I’m not £250k heavier, so you can imagine how it went.
A (s)wanky hotel in Manchester
After filling out a complete litany of forms, and writing a CV, I headed to a posh hotel in Manchester. I’d bought one of those power dresses – bright red with peplums. Bitch means business, yes?
True to form, there were more cookie cutter Apprentice ‘lads’ than I care to remember. Same one-size-too-small suits, brown winklepicker shoes, no socks. All the bravado and none of the business plan.
Let’s be honest – I didn’t have much of a clue, but people here had even less. I got chatting to a lovely lass who was in a similar boat to The X Factor reject: no idea but here for a laugh. So ensued three rounds of torture. I’m told there were actually five.

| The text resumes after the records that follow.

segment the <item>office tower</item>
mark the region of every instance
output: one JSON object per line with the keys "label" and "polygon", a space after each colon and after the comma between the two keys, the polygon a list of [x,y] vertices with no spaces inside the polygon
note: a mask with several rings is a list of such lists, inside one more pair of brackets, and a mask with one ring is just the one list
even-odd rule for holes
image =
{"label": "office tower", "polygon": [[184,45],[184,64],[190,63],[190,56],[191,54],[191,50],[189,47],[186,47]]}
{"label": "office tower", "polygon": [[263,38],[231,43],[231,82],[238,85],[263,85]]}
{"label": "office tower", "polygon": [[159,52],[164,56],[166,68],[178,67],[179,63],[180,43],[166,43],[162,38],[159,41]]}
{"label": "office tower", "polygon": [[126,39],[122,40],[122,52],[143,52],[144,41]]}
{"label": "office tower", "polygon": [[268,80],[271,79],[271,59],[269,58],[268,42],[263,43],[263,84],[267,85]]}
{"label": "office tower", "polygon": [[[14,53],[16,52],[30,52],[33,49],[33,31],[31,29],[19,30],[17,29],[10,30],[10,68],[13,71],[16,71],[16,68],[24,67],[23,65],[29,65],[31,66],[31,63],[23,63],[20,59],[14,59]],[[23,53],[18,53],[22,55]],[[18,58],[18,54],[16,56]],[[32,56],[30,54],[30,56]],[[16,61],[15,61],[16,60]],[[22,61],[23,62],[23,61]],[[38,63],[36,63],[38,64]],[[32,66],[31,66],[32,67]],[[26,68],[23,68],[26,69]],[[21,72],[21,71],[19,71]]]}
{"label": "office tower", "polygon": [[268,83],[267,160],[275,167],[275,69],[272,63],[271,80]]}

More queueing. A bespectacled producer was clearly enjoying his power too much as he told us to be quiet…seven times. One light breeze and he’d have been on the floor.

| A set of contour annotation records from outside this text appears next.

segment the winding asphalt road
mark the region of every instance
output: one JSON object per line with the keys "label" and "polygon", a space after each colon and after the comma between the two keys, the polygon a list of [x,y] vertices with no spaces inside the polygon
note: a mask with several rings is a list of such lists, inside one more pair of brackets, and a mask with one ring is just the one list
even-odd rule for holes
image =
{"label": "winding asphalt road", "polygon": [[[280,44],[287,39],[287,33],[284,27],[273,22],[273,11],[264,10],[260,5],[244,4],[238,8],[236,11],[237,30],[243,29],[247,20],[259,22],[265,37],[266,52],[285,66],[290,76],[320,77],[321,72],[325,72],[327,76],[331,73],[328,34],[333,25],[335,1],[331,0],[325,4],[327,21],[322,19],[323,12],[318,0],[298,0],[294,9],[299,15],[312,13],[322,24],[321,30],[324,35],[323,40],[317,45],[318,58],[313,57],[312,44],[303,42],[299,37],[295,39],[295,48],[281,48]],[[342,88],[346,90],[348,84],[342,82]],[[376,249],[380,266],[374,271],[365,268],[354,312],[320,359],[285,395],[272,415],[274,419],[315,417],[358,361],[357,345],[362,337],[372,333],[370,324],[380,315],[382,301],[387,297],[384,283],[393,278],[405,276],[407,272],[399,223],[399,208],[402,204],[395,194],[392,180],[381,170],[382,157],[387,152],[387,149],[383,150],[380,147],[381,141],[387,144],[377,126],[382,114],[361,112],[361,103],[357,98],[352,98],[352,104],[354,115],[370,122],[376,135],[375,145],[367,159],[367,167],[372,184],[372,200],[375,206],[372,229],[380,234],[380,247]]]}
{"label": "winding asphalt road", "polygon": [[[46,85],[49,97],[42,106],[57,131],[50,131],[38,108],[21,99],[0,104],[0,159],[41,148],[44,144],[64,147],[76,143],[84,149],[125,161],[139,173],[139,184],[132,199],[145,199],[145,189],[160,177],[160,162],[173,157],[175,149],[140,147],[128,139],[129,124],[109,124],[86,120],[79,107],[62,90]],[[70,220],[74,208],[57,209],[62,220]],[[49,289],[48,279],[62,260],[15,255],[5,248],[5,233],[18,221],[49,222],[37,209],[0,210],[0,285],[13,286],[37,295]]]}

Round one comprised lining a group of us up and numbering us one to 11. They would shout random numbers and we would have to have an elevator pitch ready. Boom.
Then they grouped us by numbers and told one group to go one way, the other group another. Lambs to the slaughter. Ouch.
By far the most pleasant of all the rounds, this one involved a very casual conversation with a lovely producer about my CV and business aims. I would quite happily have gone to the pub with her.
It must have gone well because I got to round three.
Now for the serious shizzle. People were quaking in their boots waiting outside the lion’s den, where sat two of Lord Sugar’s advisors. When it was finally my turn, I cringed at the fact I’d mixed up FTSE 100 and Fortune 500 on my CV. (Is there a FTSE 500? I don’t know; I’m not Gordon Gekko.)
After a brutal interview with who might as well have been Linda Plant and Mike Soutar (you know, the scary Scottish chap) I was off. A bit of awkward loitering and the cameraman told me they’d be in touch.
Home I went, £20 lighter thanks to extortionate parking fees, no closer to Lord Sugar. Well, the joke’s on you, Alan, because The Apprentice was cancelled last year. Hard cheese.
What can we learn from this?
I try to give my blog posts a moral of the story, so other than me having a face for radio, I have learned this. If you’re going to audition for TV:
- Think before you speak
- Don’t sing in Spanish
- Wear winklepickers and you might get through to round four.
But seriously. In marketing terms, we can see this as:
- Have a list of ideas ready for quickfire situations like pitches, podcasts and live chats
- Research your audience, for Christ’s sake
- Your personal brand is everything.
That’s all for now. Maybe I’d have better luck on Love Island.